Checkout Flow
Dairy Queen is a global quick-service restaurant brand.
They're known for its soft-serve ice cream, frozen treats, and fast food offerings. With thousands of locations worldwide, DQ focuses on delivering a fun, family-friendly dining experience.
The website ordering flow was struggling compared to the app.
After comparing the website to the app, it was discovered that the website’s ordering flow was struggling due to its setup and lack of ease and intuitiveness. Many users felt deterred from using it, which could potentially prevent them from placing an order altogether.
I conducted a wireframe using the research I was given from user interviews and competitors to understand pain points.
The final product is slightly different from the wireframe due to realizing constraints and issues throughout the design process.

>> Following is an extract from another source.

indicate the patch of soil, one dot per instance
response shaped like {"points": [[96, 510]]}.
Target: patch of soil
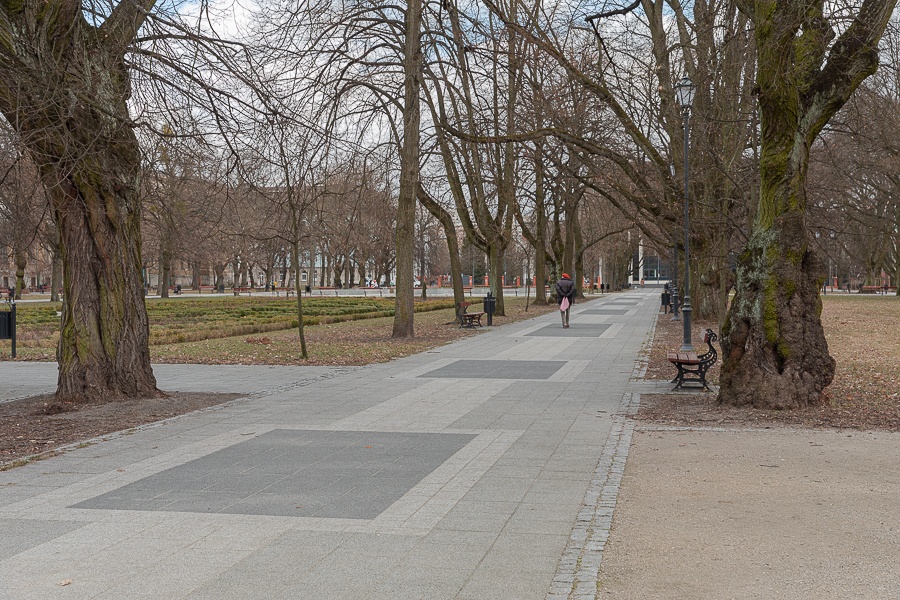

There were constraints for buttons, patterns, fonts, colors, formatting and more due to pre-existing branding guidelines and a design system.
A challenge that I was faced with includes learning a set of design rules set by the client but also having nothing to reference because we were in the middle of a "Brand Refresh" meaning there was a very slight update being made to the colors, patterns, formatting, and more. The slight differences were hard to follow. I navigated this by consulting with my mentors and understanding what the client was trying to capture through their examples that they provided and the work that the other designers were doing.
Overall I learned that it's important to consider technical constraints, recommendations from other teams, pivoting approaches, and considering feasibility.
I learned that working for a client at a company isn’t always a linear process. There are technical requirements — in this case Olo, Braze, and the Engineering team’s recommendations — as well as limits on what each sprint can accommodate.
For example, as a designer I can provide research and explanations for why a feature is needed, but disagreement from Engineering or incompatibility with third-party platforms might force me to go back to the drawing board.
One example is when I pitched the idea of live previews to the client. Through research, client interviews, and competitive analysis, I learned that people want to see what their product looks like before buying it. However, implementing this would require rebuilding existing systems, greater engineering effort, and higher costs — making adoption difficult.